We continued to bike VERY fast so that we wouldn't have to pay extra at the bike rental if we were late. The thing that really kept us going were the breathtaking views we saw every time we reached the top of another mountain. No pictures could even do the scenery justice...so I didn't bother taking any. Besides my heavy breathing and the sound of the wind pushing past my ears, the ride back was silent. The sky was turning pink and orange as the lakes grew to a darker and deeper blue.

Byron's attempt to capture the beauty...


There is a quote in my favorite movie, "Forest Gump", that describes what the earth looked like on my bike ride. It is in the part when Forest "just kept on running". He is describing his year-long run to Jenny as she lay on her death bed. He says to her "there were times when I couldn't tell where heaven ended and the earth began...". That is the exact thought that came to my mind as I stopped to watch the setting sun behind the mountains reflect a shadow of deep pink on the lakes. It was truly not of this world...miraculous!

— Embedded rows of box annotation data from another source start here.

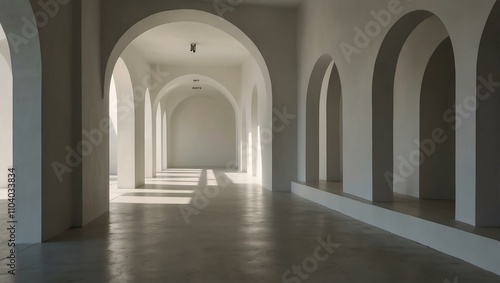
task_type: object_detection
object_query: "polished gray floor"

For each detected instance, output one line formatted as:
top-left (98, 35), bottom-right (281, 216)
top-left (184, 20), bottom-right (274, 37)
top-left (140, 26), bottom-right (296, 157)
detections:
top-left (0, 169), bottom-right (500, 283)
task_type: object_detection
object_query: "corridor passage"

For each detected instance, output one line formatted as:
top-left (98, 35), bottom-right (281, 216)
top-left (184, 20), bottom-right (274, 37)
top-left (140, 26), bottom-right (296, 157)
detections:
top-left (0, 168), bottom-right (500, 283)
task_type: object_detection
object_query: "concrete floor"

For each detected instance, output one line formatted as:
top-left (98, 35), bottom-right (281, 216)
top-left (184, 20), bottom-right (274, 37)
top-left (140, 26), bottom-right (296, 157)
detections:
top-left (0, 170), bottom-right (500, 283)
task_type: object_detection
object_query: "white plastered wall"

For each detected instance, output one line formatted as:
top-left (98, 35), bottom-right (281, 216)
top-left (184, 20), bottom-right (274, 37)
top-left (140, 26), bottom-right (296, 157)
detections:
top-left (298, 0), bottom-right (495, 224)
top-left (0, 25), bottom-right (14, 188)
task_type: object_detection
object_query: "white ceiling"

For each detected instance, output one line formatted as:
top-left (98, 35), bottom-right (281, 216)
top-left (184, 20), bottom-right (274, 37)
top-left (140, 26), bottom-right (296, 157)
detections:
top-left (198, 0), bottom-right (303, 6)
top-left (131, 22), bottom-right (250, 66)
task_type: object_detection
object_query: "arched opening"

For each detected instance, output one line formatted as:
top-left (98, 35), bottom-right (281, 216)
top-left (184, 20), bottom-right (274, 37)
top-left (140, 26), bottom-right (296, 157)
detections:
top-left (420, 37), bottom-right (456, 200)
top-left (144, 90), bottom-right (155, 178)
top-left (372, 11), bottom-right (455, 201)
top-left (476, 1), bottom-right (500, 227)
top-left (305, 55), bottom-right (343, 182)
top-left (155, 104), bottom-right (163, 173)
top-left (109, 78), bottom-right (118, 176)
top-left (105, 10), bottom-right (272, 189)
top-left (0, 0), bottom-right (42, 244)
top-left (249, 87), bottom-right (260, 177)
top-left (161, 112), bottom-right (170, 170)
top-left (109, 58), bottom-right (137, 189)
top-left (319, 61), bottom-right (343, 182)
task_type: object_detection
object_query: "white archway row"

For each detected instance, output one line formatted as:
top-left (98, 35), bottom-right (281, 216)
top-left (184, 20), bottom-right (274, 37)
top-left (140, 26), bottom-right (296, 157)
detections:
top-left (0, 0), bottom-right (43, 244)
top-left (104, 10), bottom-right (273, 189)
top-left (153, 74), bottom-right (241, 169)
top-left (144, 89), bottom-right (152, 178)
top-left (110, 58), bottom-right (136, 189)
top-left (393, 15), bottom-right (449, 198)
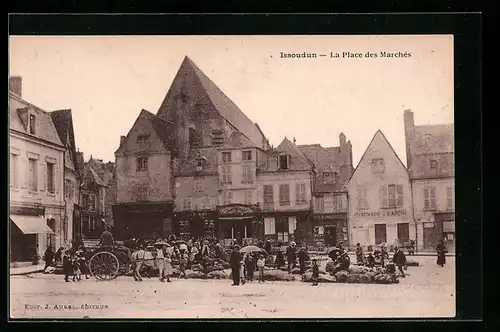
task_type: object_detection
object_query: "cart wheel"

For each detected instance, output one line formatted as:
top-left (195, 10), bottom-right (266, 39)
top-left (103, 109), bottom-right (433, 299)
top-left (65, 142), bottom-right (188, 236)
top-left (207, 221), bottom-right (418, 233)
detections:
top-left (89, 251), bottom-right (120, 280)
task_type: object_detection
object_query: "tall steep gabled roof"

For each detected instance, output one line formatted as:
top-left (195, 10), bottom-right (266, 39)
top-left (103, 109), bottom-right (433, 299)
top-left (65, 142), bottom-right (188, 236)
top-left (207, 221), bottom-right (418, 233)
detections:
top-left (115, 109), bottom-right (177, 155)
top-left (157, 56), bottom-right (266, 148)
top-left (50, 109), bottom-right (83, 174)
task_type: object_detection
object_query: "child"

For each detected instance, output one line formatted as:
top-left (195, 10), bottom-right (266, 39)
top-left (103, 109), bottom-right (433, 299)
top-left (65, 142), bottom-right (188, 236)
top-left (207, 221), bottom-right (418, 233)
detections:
top-left (164, 251), bottom-right (173, 282)
top-left (63, 252), bottom-right (73, 282)
top-left (245, 255), bottom-right (254, 281)
top-left (179, 253), bottom-right (188, 278)
top-left (257, 255), bottom-right (266, 282)
top-left (312, 258), bottom-right (319, 286)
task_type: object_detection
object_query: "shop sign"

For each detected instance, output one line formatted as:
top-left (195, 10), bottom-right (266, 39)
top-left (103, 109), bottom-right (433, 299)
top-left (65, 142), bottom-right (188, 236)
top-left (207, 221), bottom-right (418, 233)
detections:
top-left (219, 204), bottom-right (255, 217)
top-left (314, 212), bottom-right (347, 221)
top-left (354, 210), bottom-right (408, 218)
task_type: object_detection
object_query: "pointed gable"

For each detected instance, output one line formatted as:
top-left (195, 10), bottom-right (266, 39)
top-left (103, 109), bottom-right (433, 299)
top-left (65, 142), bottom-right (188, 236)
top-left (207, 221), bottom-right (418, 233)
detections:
top-left (348, 130), bottom-right (409, 185)
top-left (157, 56), bottom-right (267, 149)
top-left (50, 109), bottom-right (82, 173)
top-left (115, 110), bottom-right (177, 156)
top-left (259, 137), bottom-right (313, 172)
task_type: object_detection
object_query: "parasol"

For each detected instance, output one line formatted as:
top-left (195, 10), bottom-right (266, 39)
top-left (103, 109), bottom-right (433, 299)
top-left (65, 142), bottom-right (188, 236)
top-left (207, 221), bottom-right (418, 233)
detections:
top-left (239, 245), bottom-right (267, 256)
top-left (154, 240), bottom-right (170, 247)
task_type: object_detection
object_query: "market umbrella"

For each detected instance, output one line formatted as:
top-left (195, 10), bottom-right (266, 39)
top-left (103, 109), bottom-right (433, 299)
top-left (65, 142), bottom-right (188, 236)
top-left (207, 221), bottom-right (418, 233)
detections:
top-left (240, 245), bottom-right (267, 255)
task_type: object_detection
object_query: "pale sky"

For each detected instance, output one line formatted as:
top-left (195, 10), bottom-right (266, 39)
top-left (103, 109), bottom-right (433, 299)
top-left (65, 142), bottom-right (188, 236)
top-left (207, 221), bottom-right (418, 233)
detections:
top-left (9, 35), bottom-right (454, 166)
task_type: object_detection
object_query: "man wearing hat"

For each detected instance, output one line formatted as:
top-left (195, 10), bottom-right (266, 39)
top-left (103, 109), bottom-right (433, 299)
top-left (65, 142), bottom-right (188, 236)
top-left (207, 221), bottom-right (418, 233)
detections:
top-left (286, 241), bottom-right (297, 273)
top-left (229, 244), bottom-right (241, 286)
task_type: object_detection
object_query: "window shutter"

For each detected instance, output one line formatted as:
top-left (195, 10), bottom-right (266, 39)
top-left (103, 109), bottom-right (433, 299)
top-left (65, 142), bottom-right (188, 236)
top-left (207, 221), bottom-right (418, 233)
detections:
top-left (36, 163), bottom-right (48, 191)
top-left (396, 184), bottom-right (404, 207)
top-left (430, 187), bottom-right (436, 209)
top-left (288, 216), bottom-right (297, 234)
top-left (380, 185), bottom-right (387, 207)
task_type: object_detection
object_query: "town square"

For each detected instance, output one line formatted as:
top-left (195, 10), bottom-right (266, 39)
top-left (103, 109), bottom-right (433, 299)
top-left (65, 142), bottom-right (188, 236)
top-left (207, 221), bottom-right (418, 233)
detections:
top-left (9, 36), bottom-right (454, 319)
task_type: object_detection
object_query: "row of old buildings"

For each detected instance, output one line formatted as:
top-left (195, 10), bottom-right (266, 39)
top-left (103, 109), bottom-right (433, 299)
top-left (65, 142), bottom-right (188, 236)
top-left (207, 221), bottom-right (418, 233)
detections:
top-left (112, 57), bottom-right (455, 250)
top-left (8, 77), bottom-right (116, 263)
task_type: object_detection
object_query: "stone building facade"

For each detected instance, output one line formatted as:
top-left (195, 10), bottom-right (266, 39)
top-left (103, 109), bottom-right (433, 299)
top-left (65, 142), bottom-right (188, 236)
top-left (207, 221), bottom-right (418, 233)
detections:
top-left (347, 130), bottom-right (416, 249)
top-left (299, 133), bottom-right (354, 247)
top-left (404, 110), bottom-right (456, 251)
top-left (9, 77), bottom-right (68, 262)
top-left (50, 110), bottom-right (84, 249)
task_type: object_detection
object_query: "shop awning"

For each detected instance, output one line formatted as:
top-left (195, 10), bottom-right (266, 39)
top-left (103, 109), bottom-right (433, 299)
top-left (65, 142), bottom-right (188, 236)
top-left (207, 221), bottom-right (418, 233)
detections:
top-left (10, 214), bottom-right (54, 234)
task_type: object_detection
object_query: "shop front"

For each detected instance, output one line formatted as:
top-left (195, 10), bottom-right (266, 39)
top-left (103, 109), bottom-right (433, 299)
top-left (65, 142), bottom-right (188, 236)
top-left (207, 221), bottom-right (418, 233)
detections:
top-left (173, 211), bottom-right (217, 240)
top-left (313, 212), bottom-right (349, 247)
top-left (217, 204), bottom-right (260, 246)
top-left (9, 207), bottom-right (56, 263)
top-left (112, 202), bottom-right (175, 240)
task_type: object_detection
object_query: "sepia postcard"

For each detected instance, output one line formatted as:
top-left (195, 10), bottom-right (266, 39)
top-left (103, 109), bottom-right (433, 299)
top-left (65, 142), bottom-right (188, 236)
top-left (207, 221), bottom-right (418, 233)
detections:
top-left (8, 35), bottom-right (460, 319)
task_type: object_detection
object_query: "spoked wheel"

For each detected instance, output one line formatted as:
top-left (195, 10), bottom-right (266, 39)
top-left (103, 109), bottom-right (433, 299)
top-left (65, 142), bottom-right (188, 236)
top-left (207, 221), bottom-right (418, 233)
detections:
top-left (89, 251), bottom-right (120, 280)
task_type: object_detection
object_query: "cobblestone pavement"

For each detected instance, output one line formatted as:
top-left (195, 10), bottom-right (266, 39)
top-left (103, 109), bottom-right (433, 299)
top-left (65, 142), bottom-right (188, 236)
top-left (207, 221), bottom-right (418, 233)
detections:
top-left (10, 257), bottom-right (455, 318)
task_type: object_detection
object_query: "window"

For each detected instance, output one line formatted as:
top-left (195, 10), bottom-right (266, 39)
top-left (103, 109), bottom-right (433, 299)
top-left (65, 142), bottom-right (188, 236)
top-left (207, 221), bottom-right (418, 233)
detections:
top-left (47, 163), bottom-right (56, 194)
top-left (28, 114), bottom-right (36, 135)
top-left (276, 217), bottom-right (289, 242)
top-left (201, 197), bottom-right (211, 210)
top-left (222, 191), bottom-right (233, 205)
top-left (194, 179), bottom-right (203, 192)
top-left (241, 165), bottom-right (253, 183)
top-left (371, 158), bottom-right (385, 174)
top-left (278, 155), bottom-right (290, 169)
top-left (357, 187), bottom-right (369, 209)
top-left (280, 184), bottom-right (290, 206)
top-left (380, 184), bottom-right (403, 208)
top-left (221, 166), bottom-right (231, 184)
top-left (264, 218), bottom-right (276, 235)
top-left (243, 151), bottom-right (252, 160)
top-left (295, 183), bottom-right (306, 204)
top-left (28, 158), bottom-right (38, 191)
top-left (222, 152), bottom-right (231, 163)
top-left (333, 195), bottom-right (343, 211)
top-left (136, 134), bottom-right (149, 144)
top-left (10, 153), bottom-right (19, 188)
top-left (245, 190), bottom-right (253, 205)
top-left (264, 184), bottom-right (274, 204)
top-left (424, 187), bottom-right (436, 210)
top-left (137, 157), bottom-right (148, 172)
top-left (316, 196), bottom-right (325, 211)
top-left (137, 187), bottom-right (148, 201)
top-left (182, 198), bottom-right (191, 210)
top-left (446, 187), bottom-right (454, 209)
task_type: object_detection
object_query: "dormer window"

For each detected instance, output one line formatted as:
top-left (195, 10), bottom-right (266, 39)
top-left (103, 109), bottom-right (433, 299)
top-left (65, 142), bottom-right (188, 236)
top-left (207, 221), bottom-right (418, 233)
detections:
top-left (243, 151), bottom-right (252, 161)
top-left (136, 134), bottom-right (149, 144)
top-left (28, 114), bottom-right (36, 135)
top-left (278, 154), bottom-right (290, 169)
top-left (371, 158), bottom-right (385, 174)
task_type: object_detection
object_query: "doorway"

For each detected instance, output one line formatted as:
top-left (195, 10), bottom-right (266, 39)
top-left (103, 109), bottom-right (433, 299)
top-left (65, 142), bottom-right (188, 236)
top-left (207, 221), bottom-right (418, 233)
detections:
top-left (375, 224), bottom-right (387, 245)
top-left (398, 223), bottom-right (410, 245)
top-left (325, 226), bottom-right (337, 247)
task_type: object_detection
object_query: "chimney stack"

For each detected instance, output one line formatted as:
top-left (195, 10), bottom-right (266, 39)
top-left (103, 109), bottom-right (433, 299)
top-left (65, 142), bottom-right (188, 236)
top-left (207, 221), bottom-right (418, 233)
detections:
top-left (9, 76), bottom-right (23, 97)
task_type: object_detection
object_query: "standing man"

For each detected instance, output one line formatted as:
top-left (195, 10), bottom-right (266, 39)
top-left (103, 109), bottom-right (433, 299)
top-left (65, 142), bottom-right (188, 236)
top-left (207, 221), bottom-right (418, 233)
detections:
top-left (229, 245), bottom-right (241, 286)
top-left (286, 241), bottom-right (297, 273)
top-left (436, 240), bottom-right (447, 267)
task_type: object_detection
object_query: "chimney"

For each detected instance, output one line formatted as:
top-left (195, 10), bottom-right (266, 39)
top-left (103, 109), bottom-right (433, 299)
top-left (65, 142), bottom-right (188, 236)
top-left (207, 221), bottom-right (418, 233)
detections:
top-left (339, 133), bottom-right (346, 146)
top-left (404, 110), bottom-right (415, 169)
top-left (9, 76), bottom-right (23, 97)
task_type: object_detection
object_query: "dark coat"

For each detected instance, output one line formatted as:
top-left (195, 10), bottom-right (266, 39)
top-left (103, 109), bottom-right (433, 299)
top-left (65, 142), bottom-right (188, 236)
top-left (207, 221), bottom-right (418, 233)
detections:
top-left (229, 250), bottom-right (241, 269)
top-left (286, 247), bottom-right (297, 261)
top-left (436, 243), bottom-right (446, 265)
top-left (392, 250), bottom-right (406, 266)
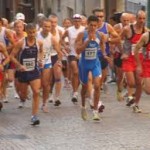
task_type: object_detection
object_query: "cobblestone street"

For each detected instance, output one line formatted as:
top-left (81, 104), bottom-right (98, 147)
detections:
top-left (0, 85), bottom-right (150, 150)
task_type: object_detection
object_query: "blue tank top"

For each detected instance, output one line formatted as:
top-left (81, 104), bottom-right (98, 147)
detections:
top-left (19, 38), bottom-right (38, 71)
top-left (98, 22), bottom-right (110, 57)
top-left (80, 31), bottom-right (100, 66)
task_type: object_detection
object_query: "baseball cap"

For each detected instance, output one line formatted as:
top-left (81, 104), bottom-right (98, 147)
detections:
top-left (73, 14), bottom-right (82, 19)
top-left (16, 13), bottom-right (25, 20)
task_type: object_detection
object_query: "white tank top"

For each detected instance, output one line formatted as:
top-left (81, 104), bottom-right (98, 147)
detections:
top-left (0, 27), bottom-right (6, 46)
top-left (37, 32), bottom-right (52, 64)
top-left (67, 26), bottom-right (85, 56)
top-left (51, 28), bottom-right (60, 56)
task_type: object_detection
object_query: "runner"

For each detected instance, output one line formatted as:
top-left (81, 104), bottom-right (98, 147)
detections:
top-left (121, 10), bottom-right (147, 113)
top-left (76, 16), bottom-right (106, 120)
top-left (10, 23), bottom-right (44, 125)
top-left (114, 13), bottom-right (130, 101)
top-left (0, 42), bottom-right (9, 110)
top-left (134, 31), bottom-right (150, 94)
top-left (62, 14), bottom-right (85, 103)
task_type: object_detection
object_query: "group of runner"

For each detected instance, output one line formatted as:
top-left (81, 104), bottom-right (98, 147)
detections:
top-left (0, 8), bottom-right (150, 125)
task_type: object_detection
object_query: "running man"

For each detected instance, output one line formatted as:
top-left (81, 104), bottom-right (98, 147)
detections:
top-left (134, 31), bottom-right (150, 95)
top-left (0, 42), bottom-right (9, 110)
top-left (121, 10), bottom-right (147, 113)
top-left (76, 16), bottom-right (106, 120)
top-left (10, 23), bottom-right (44, 125)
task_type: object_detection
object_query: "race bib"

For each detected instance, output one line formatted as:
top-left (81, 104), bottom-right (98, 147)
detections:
top-left (85, 48), bottom-right (97, 60)
top-left (23, 58), bottom-right (35, 71)
top-left (44, 51), bottom-right (50, 60)
top-left (131, 44), bottom-right (142, 55)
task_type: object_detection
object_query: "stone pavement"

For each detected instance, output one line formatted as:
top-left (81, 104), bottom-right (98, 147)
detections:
top-left (0, 84), bottom-right (150, 150)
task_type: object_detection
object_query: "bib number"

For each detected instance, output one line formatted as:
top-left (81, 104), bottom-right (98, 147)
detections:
top-left (23, 58), bottom-right (35, 71)
top-left (85, 48), bottom-right (97, 60)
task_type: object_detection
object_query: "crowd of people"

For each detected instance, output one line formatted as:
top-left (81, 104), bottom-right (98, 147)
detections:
top-left (0, 8), bottom-right (150, 125)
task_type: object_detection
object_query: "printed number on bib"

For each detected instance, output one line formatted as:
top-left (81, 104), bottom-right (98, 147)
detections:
top-left (131, 44), bottom-right (142, 55)
top-left (23, 58), bottom-right (35, 71)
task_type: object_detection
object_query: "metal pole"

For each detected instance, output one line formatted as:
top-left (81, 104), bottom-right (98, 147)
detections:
top-left (147, 0), bottom-right (150, 28)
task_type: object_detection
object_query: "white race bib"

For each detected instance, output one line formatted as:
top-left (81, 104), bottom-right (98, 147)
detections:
top-left (23, 58), bottom-right (35, 71)
top-left (85, 48), bottom-right (97, 60)
top-left (131, 44), bottom-right (142, 55)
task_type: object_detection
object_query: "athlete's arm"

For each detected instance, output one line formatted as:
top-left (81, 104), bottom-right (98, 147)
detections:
top-left (134, 32), bottom-right (149, 66)
top-left (0, 43), bottom-right (10, 71)
top-left (75, 32), bottom-right (90, 54)
top-left (38, 41), bottom-right (44, 68)
top-left (52, 37), bottom-right (63, 60)
top-left (10, 40), bottom-right (26, 71)
top-left (99, 32), bottom-right (106, 56)
top-left (61, 30), bottom-right (68, 49)
top-left (5, 29), bottom-right (15, 51)
top-left (107, 24), bottom-right (121, 44)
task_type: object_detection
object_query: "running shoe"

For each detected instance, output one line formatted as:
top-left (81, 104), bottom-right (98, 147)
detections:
top-left (41, 105), bottom-right (49, 113)
top-left (31, 116), bottom-right (40, 126)
top-left (3, 97), bottom-right (9, 103)
top-left (93, 110), bottom-right (100, 121)
top-left (49, 94), bottom-right (54, 103)
top-left (117, 90), bottom-right (124, 101)
top-left (18, 101), bottom-right (25, 108)
top-left (14, 92), bottom-right (20, 99)
top-left (0, 102), bottom-right (3, 111)
top-left (98, 101), bottom-right (105, 113)
top-left (133, 105), bottom-right (142, 113)
top-left (126, 98), bottom-right (134, 107)
top-left (81, 107), bottom-right (88, 120)
top-left (71, 94), bottom-right (78, 103)
top-left (54, 100), bottom-right (61, 106)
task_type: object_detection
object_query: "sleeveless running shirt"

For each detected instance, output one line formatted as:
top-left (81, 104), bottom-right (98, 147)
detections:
top-left (18, 38), bottom-right (39, 71)
top-left (37, 32), bottom-right (52, 64)
top-left (67, 26), bottom-right (85, 56)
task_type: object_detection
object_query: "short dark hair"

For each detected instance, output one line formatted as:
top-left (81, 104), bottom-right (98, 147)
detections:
top-left (26, 23), bottom-right (36, 30)
top-left (92, 8), bottom-right (104, 15)
top-left (87, 15), bottom-right (99, 23)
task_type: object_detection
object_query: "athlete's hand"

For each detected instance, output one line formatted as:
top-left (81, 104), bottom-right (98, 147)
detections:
top-left (89, 33), bottom-right (96, 41)
top-left (19, 65), bottom-right (27, 72)
top-left (104, 55), bottom-right (112, 63)
top-left (56, 60), bottom-right (62, 67)
top-left (136, 65), bottom-right (143, 74)
top-left (38, 62), bottom-right (44, 68)
top-left (0, 64), bottom-right (4, 71)
top-left (121, 54), bottom-right (129, 59)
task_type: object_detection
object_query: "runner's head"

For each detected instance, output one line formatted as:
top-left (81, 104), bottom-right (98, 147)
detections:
top-left (136, 10), bottom-right (146, 26)
top-left (14, 20), bottom-right (24, 34)
top-left (87, 15), bottom-right (99, 32)
top-left (26, 23), bottom-right (36, 39)
top-left (48, 14), bottom-right (58, 29)
top-left (92, 8), bottom-right (105, 23)
top-left (42, 19), bottom-right (51, 34)
top-left (120, 13), bottom-right (130, 26)
top-left (73, 14), bottom-right (81, 29)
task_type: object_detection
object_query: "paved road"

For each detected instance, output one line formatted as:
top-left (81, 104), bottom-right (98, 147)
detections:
top-left (0, 85), bottom-right (150, 150)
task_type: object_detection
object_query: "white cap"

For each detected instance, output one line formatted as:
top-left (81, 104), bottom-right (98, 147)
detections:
top-left (73, 14), bottom-right (82, 19)
top-left (16, 13), bottom-right (25, 20)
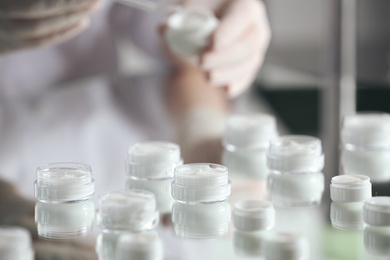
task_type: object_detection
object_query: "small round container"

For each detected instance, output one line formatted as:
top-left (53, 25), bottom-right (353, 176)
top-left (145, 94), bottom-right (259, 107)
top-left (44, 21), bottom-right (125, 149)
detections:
top-left (35, 200), bottom-right (95, 240)
top-left (0, 226), bottom-right (34, 260)
top-left (233, 200), bottom-right (275, 231)
top-left (330, 175), bottom-right (371, 203)
top-left (363, 197), bottom-right (390, 226)
top-left (172, 163), bottom-right (231, 204)
top-left (34, 163), bottom-right (95, 203)
top-left (126, 142), bottom-right (183, 180)
top-left (262, 233), bottom-right (309, 260)
top-left (165, 8), bottom-right (219, 57)
top-left (115, 232), bottom-right (164, 260)
top-left (222, 114), bottom-right (278, 151)
top-left (363, 226), bottom-right (390, 259)
top-left (97, 190), bottom-right (159, 232)
top-left (172, 201), bottom-right (231, 239)
top-left (267, 135), bottom-right (324, 173)
top-left (330, 202), bottom-right (365, 230)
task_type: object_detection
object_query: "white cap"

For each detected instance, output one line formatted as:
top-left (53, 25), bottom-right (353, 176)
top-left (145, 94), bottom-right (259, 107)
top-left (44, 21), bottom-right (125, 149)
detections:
top-left (172, 201), bottom-right (231, 239)
top-left (97, 190), bottom-right (159, 232)
top-left (223, 114), bottom-right (278, 151)
top-left (363, 197), bottom-right (390, 226)
top-left (330, 175), bottom-right (371, 202)
top-left (363, 226), bottom-right (390, 259)
top-left (267, 135), bottom-right (324, 173)
top-left (0, 226), bottom-right (34, 260)
top-left (115, 231), bottom-right (164, 260)
top-left (126, 142), bottom-right (183, 180)
top-left (35, 200), bottom-right (95, 239)
top-left (262, 233), bottom-right (309, 260)
top-left (165, 8), bottom-right (218, 57)
top-left (341, 112), bottom-right (390, 149)
top-left (172, 163), bottom-right (231, 204)
top-left (330, 202), bottom-right (364, 230)
top-left (233, 200), bottom-right (275, 231)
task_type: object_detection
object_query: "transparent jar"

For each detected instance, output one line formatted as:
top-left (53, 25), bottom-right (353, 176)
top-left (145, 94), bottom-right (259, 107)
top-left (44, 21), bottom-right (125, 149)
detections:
top-left (341, 112), bottom-right (390, 183)
top-left (34, 163), bottom-right (95, 203)
top-left (172, 163), bottom-right (231, 204)
top-left (267, 135), bottom-right (324, 207)
top-left (222, 114), bottom-right (278, 180)
top-left (97, 190), bottom-right (159, 232)
top-left (35, 200), bottom-right (95, 240)
top-left (0, 226), bottom-right (34, 260)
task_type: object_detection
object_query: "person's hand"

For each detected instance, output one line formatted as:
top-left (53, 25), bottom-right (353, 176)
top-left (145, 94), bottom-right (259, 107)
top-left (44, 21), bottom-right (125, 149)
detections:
top-left (201, 0), bottom-right (271, 97)
top-left (0, 0), bottom-right (100, 54)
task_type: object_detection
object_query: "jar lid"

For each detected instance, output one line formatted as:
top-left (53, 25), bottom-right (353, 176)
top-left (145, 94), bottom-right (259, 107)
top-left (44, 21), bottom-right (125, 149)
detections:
top-left (330, 175), bottom-right (371, 202)
top-left (363, 197), bottom-right (390, 226)
top-left (97, 190), bottom-right (159, 232)
top-left (233, 200), bottom-right (275, 231)
top-left (341, 112), bottom-right (390, 149)
top-left (262, 233), bottom-right (309, 260)
top-left (267, 135), bottom-right (324, 173)
top-left (223, 114), bottom-right (278, 151)
top-left (126, 142), bottom-right (183, 180)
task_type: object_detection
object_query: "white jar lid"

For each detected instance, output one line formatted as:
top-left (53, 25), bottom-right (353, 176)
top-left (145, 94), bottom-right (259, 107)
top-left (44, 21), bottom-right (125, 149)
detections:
top-left (165, 8), bottom-right (219, 57)
top-left (35, 200), bottom-right (95, 240)
top-left (262, 233), bottom-right (309, 260)
top-left (233, 200), bottom-right (275, 231)
top-left (126, 142), bottom-right (183, 180)
top-left (363, 197), bottom-right (390, 226)
top-left (330, 202), bottom-right (365, 230)
top-left (341, 112), bottom-right (390, 149)
top-left (222, 114), bottom-right (278, 151)
top-left (172, 163), bottom-right (231, 204)
top-left (115, 231), bottom-right (164, 260)
top-left (97, 190), bottom-right (159, 232)
top-left (267, 135), bottom-right (324, 173)
top-left (34, 163), bottom-right (95, 203)
top-left (330, 175), bottom-right (372, 202)
top-left (172, 201), bottom-right (231, 239)
top-left (0, 226), bottom-right (34, 260)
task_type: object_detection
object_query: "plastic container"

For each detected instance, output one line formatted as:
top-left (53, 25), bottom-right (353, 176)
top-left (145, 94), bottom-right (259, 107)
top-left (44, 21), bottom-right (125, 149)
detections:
top-left (330, 175), bottom-right (371, 203)
top-left (172, 163), bottom-right (231, 204)
top-left (341, 112), bottom-right (390, 182)
top-left (97, 190), bottom-right (159, 232)
top-left (267, 135), bottom-right (324, 207)
top-left (172, 201), bottom-right (231, 239)
top-left (35, 200), bottom-right (95, 240)
top-left (363, 197), bottom-right (390, 226)
top-left (0, 226), bottom-right (34, 260)
top-left (34, 163), bottom-right (95, 203)
top-left (330, 202), bottom-right (365, 230)
top-left (233, 200), bottom-right (275, 231)
top-left (165, 8), bottom-right (219, 57)
top-left (126, 142), bottom-right (183, 180)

After a LONG, COLD, EXHAUSTING, yet AMAZING bike adventure through the mountains and back, we made it to the bike rental with ONE minute to spare. We were exhausted, hungry, thirsty and every other feeling a person could have. The adventure was 8 hours in total. 8 hours that I will always remember! It was on this bike ride that I thought to myself, 'Bariloche, or Patagonia in general, is a place that everyone in the world deserves to experience at least once in their lifetime'. I felt so lucky to be there. It truly is a hidden gem in our world...so grandiose and natural. I hope after reading this SOMEONE decides to make Patagonia a life destination. Believe me, you have never seen anything so stunning in your life. It's almost too much for the human eye...

And that is the end of Bariloche: Day 3.